Do we really want the Greens to go away?

Public support for the Greens seems to be slipping, yet their message is more important than ever.

Cassy O'Connor and Rosalie Woodruff face a diminished presence in the Tasmanian parliament. PHOTO ABC News

Cassy O’Connor and Rosalie Woodruff face a diminished presence in the Tasmanian parliament. PHOTO ABC News


State polls in Tasmania and South Australia and a federal by-election in Melbourne this month are food for thought for the Greens – and for the rest of us.

On the face of it, the party is on the slide. In Tasmania its vote was well down and it lost a seat, its primary vote declined in South Australia, and it lost the Batman by-election which it had been favoured to win.

That would be evidence of a party on the way out, except that just four months ago the Greens scored a memorable win in a state by-election in Victoria, ousting Labor from a seat it had held for 90 years.

This is politics in the 21st century – volatile and unpredictable, with today’s darlings quickly becoming tomorrow’s pariahs. Richard Di Natale and Cassy O’Connor are well aware that being a party leader is a roller-coaster ride.

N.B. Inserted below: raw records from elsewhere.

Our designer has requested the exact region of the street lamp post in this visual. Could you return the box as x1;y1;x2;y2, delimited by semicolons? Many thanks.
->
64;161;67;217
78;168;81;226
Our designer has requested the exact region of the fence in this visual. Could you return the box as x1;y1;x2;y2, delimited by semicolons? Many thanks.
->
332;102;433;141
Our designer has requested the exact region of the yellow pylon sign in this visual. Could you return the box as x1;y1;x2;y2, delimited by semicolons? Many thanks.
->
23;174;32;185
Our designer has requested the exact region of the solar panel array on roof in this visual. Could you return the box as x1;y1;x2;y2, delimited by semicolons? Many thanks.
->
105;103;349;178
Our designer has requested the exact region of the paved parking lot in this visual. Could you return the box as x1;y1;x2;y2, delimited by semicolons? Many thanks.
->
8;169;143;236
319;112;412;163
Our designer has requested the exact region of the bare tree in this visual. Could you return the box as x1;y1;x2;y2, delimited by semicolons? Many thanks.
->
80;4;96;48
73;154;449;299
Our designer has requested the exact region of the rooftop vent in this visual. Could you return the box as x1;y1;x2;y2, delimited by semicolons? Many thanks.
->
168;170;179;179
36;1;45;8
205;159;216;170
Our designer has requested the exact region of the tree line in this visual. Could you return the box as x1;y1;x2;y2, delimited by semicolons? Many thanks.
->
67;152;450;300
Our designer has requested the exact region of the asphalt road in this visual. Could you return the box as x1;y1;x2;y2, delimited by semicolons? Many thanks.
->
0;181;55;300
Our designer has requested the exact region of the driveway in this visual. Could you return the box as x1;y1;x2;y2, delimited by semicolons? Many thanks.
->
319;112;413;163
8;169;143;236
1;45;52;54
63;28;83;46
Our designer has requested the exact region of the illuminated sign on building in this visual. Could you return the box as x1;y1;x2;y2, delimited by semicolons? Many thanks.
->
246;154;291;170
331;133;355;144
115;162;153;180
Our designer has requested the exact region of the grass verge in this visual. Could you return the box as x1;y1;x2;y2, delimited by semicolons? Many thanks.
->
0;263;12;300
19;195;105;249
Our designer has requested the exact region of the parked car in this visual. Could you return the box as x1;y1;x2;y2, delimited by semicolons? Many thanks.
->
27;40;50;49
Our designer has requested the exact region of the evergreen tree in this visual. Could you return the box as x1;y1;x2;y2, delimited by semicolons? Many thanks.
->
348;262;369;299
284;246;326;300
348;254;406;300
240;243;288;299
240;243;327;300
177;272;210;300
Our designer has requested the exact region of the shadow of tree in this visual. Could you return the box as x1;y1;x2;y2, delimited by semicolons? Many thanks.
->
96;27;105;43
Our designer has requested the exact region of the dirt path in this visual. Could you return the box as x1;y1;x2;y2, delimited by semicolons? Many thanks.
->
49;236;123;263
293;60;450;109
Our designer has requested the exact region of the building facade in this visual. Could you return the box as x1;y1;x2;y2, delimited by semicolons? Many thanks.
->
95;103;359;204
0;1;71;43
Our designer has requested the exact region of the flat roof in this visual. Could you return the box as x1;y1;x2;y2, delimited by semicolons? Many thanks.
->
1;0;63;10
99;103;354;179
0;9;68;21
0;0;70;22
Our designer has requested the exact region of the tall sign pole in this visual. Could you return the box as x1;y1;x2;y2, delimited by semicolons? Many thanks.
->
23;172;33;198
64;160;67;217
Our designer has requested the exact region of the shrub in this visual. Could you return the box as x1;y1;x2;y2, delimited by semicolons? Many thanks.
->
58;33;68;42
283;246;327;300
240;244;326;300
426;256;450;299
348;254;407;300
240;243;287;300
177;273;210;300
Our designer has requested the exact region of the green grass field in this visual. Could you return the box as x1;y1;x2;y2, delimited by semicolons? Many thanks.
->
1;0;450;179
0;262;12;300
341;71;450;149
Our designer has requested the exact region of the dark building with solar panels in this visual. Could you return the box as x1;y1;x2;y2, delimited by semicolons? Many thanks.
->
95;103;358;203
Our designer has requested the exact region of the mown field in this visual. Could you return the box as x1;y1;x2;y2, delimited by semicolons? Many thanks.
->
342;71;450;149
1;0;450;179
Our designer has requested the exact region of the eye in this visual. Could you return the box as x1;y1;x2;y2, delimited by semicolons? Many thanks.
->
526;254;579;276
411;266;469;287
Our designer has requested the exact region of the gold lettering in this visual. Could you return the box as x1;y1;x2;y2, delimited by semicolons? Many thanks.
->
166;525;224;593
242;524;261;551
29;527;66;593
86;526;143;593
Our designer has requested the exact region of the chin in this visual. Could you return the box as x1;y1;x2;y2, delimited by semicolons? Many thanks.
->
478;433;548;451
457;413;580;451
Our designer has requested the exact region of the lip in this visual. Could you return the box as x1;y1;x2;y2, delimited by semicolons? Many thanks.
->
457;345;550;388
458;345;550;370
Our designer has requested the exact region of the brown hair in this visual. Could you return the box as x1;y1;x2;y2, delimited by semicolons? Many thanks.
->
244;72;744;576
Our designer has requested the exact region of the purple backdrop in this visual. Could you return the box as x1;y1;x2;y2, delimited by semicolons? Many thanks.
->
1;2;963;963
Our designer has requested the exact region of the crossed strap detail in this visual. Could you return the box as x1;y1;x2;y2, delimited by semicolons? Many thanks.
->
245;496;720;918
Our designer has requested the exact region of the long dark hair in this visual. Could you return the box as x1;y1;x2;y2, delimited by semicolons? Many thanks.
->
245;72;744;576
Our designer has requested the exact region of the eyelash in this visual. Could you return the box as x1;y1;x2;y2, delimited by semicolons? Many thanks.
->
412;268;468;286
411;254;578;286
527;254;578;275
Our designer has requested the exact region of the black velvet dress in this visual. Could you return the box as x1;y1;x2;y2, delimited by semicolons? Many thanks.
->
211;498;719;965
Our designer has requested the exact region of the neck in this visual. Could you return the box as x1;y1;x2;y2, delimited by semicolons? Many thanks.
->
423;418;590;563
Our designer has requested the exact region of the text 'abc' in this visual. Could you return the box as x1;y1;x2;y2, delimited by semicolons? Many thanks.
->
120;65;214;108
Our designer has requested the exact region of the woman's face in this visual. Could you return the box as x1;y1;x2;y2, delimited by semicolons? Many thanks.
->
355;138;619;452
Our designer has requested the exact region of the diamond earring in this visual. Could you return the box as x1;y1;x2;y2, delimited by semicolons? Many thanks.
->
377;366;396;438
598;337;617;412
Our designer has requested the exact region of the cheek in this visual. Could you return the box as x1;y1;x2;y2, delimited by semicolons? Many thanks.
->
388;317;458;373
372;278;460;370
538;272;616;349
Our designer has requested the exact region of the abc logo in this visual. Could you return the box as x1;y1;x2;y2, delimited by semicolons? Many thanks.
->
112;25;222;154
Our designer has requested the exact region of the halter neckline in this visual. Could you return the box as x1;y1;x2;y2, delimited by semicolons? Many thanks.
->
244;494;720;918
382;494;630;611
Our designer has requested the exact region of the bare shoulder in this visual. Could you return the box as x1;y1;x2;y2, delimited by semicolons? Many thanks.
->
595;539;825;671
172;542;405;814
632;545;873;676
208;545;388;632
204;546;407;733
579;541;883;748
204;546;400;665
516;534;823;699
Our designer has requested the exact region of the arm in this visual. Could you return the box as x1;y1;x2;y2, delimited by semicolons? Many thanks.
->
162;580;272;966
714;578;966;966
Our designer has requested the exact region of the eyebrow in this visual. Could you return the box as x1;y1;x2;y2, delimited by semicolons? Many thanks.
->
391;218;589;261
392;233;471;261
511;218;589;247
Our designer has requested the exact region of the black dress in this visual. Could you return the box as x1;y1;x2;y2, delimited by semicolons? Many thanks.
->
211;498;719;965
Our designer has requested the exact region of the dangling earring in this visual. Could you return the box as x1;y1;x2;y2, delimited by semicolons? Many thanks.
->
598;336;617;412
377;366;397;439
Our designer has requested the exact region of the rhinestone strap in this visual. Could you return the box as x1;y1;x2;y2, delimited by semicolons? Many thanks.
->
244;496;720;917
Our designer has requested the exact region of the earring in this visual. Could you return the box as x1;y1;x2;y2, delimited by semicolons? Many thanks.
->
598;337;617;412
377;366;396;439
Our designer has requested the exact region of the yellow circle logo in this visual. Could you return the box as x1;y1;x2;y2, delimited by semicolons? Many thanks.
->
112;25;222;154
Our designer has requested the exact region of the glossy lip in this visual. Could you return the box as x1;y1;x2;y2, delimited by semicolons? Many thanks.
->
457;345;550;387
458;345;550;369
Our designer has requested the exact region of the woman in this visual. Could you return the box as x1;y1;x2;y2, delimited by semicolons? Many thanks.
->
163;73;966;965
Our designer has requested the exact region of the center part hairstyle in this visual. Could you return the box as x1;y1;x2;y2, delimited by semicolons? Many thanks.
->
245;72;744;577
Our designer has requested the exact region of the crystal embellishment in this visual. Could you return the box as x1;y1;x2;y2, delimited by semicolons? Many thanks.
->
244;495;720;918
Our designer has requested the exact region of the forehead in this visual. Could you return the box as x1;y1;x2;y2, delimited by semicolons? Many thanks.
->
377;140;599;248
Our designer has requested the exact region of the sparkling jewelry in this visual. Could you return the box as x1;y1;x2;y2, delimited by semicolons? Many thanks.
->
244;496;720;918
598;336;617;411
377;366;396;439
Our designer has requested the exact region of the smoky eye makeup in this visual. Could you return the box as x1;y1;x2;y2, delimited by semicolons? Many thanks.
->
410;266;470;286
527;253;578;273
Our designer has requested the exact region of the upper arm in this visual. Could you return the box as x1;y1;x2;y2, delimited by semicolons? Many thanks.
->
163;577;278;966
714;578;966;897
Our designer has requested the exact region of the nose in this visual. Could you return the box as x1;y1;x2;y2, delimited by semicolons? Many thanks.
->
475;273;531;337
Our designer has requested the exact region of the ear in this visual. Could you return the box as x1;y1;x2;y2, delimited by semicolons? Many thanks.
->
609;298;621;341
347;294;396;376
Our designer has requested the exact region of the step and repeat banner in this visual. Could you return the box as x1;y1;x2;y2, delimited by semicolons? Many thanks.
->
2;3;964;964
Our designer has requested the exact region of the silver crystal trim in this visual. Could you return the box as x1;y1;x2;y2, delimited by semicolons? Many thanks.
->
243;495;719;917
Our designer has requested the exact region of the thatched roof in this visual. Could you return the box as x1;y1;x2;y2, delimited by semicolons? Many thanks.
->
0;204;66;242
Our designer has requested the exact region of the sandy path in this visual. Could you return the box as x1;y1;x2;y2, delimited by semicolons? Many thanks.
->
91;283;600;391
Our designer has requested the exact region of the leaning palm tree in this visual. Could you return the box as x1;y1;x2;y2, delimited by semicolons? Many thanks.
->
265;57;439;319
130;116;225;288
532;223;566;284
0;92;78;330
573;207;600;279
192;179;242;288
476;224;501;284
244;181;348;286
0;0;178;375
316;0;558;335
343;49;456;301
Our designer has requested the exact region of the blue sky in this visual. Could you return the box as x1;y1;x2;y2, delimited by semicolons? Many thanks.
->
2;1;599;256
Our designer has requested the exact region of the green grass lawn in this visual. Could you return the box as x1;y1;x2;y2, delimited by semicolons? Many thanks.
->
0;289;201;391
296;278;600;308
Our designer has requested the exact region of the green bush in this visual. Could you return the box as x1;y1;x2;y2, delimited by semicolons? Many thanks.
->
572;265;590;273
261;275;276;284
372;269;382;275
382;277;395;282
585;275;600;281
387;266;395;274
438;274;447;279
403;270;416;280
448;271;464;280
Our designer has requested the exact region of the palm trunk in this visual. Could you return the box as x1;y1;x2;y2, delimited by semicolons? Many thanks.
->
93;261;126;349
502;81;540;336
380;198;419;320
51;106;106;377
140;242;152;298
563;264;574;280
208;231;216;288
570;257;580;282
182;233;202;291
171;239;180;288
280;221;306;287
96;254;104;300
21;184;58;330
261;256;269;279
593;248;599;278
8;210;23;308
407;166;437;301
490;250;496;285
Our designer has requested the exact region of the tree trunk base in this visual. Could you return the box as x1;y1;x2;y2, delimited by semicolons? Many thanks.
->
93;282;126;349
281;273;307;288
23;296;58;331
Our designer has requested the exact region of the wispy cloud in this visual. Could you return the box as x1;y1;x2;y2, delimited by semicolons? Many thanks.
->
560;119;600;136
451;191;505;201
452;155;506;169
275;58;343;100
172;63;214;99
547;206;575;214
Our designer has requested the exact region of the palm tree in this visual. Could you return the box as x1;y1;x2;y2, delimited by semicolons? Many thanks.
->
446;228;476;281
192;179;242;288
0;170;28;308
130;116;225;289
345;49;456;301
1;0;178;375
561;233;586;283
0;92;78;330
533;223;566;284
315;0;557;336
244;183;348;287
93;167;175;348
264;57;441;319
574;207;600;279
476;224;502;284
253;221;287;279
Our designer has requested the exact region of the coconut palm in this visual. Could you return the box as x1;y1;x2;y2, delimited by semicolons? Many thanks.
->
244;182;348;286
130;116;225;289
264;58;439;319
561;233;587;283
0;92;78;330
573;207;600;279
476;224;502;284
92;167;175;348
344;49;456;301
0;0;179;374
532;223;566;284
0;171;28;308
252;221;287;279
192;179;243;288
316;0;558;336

With minor personality-based parties seemingly on the nose, the two main parties, well-known for their disdain of minor players on the political stage, seem to be back in favour.

The Nationals, stolid country cousins of the Liberals, have endured on the conservative side of politics by remaining in lock-step with the larger party on all crucial votes. No such alliance has been possible between the Greens and Labor as each party fiercely defends its independence.

The Greens’ core constituency has always been teenagers and twenty-somethings focused heavily on matters environmental – mostly protection of natural values like waterways and forests; more recently on the broader issue of climate change.

But as this party of youth approaches its 40th birthday, like all progressive parties it faces the challenge of remaining an effective political force while keeping the ideas flowing and continuing to engage the young minds that will always be its lifeblood.

When the Greens started up in Tasmania in the early 1980s, the party attracted people who were through with the bigger parties and their love affair with power elites, notably the state-owned Hydro Electric Commission, bent on damming the lower Gordon River.

The Greens’ success in that memorable conflict turbo-charged them for the battle over native forest logging that dominated the state’s politics for over a quarter of a century, ending only with the 2012 forest agreement and the 2013 collapse of Gunns Limited.

Battling the status quo became the Greens’ trademark in partnerships with major parties on both sides of the political divide, all of which produced some significant and lasting reforms. But the alliances tended to be fraught and tenuous, never lasting more than one term.

The idea that a coalition with the Greens always ends in tears is now a central theme in Tasmanian politics and, since the 2010 Labor-Green pact supporting a Gillard government, in the federal sphere too.

Some governments seem less tumultuous than others, but in truth all politics is fraught because power and paranoia go hand in hand. The argument for majority government is no more than a self-serving device to keep independent thinkers out of parliament. Do we really want that?

Independent thinking is what Greens do best. Their enemies in the major parties, to conceal their own conformity, call them mindless ideologues, but the Greens bring a breath of fresh air into the public debate, contributing ideas and insights far above their numbers.

They led the defence of natural values in our wild places. They were first to advocate a “clean, green” agenda – since adopted by major parties wanting credit for tourism success. And they have led debate on a raft of social reforms, including legalising homosexual relationships.

It took a while for the Greens to hit their straps when climate change first entered the public debate. Voting down Kevin Rudd’s emissions reduction plan in 2010 was an early misstep, but later that year they played a key part in formulating our one and only national pricing scheme.

Wilful ignorance ended that scheme in 2014. It also led to the trashing of an outstanding Tasmanian climate strategy released by O’Connor as climate change minister in 2013. Its grossly inferior successor was never more than a climate change box for the government to tick before moving on.

Even today our political and bureaucratic leaders are missing the fundamental truth that climate change will increasingly influence our economies, our institutions, our governance and our whole existence as communities and nations, and if left unattended will overwhelm them all.

The Greens know this better than anyone. Take them out of our parliaments and you remove a vital cog in public understanding of where things are headed in this fast-moving century. We need their voice, and we abandon them at our cost.